Until recently owned by celebrity chef Mitch Tonks, proprietor of the award-winning Seahorse in Dartmouth, Spiny Lobster was bought by his staff and still offers the same menu of simply prepared super-fresh fish, mostly caught off the Devon coast. Many are cooked over an open fire. Glam, grown-up and quieter than many local restaurants, Spiny Lobster is a good place for a romantic dinner. There’s a good value lunch and early evening menu at £15 for two courses.

The Ethicurean
Special occasions, casual dining

If you fancy getting out into the surrounding countryside, head for The Ethicurean, a beautiful restaurant overlooking a walled garden with breathtaking views of the Somerset hills.

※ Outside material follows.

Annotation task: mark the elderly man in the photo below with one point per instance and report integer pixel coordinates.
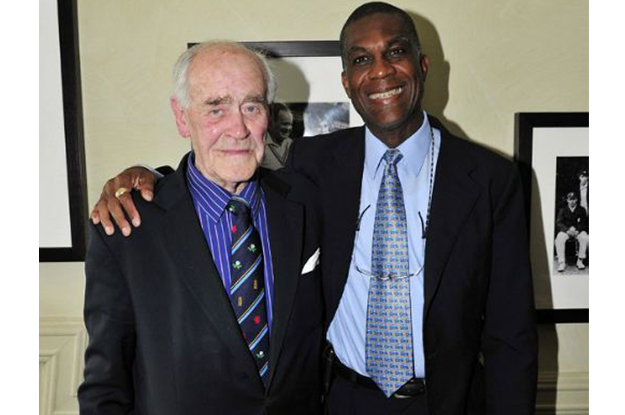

The menu changes twice daily, but dishes like Cornish hake and mussels with griddled courgette & cucumber kimchi and celeriac with fermented, roasted & burnt apple soup represent the high-end – almost Scandi-style – cooking of brothers Matthew and Iain Pennington, but you can pop in for breakfast or afternoon tea as well. There’s also a five-course veggie and vegan menu for £59 per head. This place deserves a Michelin star.

5 foodie hotspots

St Nicholas Market

A warren of stalls in the city centre. Buy falafel from Eat a Pitta and cheese from The Bristol Cheesemonger.

Hart’s Bakery

Hart’s Bakery opened the doors to this disused railway arch in the city’s main train station in Temple Meads nearly seven years ago. Bristol hasn’t looked back since. Daily sourdough bread is one thing, but sausage rolls, pasties and a dailychanging lunch offering – such as miso & ginger beef with daikon radish, peanuts & spring onion all scooped into a sesame bun, baked on the premises – is another thing altogether. Train journeys to and from Bristol are unthinkable without a quick detour to this station bakery.

Bristol Sweetmart

Want to cook worldwide cuisines? You’ll find every spice you could possibly need in this Aladdin’s cave of a shop in Easton.

Divino Deli

Friendly family-run Italian deli at the top of Blackboy Hill in Clifton. Fantastic focaccia sandwiches.

Swoon Gelato

This well-named Italian gelateria, opposite College Green, churns out swoon-worthy ices and sorbetti. Try the guest flavours for spectacular seasonal flavours.

Bristol’s best bar


Tucked away in an unlikely location beside Clifton Down shopping centre, HMSS is one of Bristol’s coolest bars which opens, tardis-like into a cosy drinking den. Cocktails range from the relatively conventional (espresso martinis and negronis, all around £8/£8.50) to the inventive (Lock Ness Mobster with Patron Silver tequila, peach wine, lemon juice, spritz absinthe and laughing gas) and positively zany (Greenhouse Project: sugar snap Hendricks, British dry white wine, asparagus and celery bitters). No food is served here.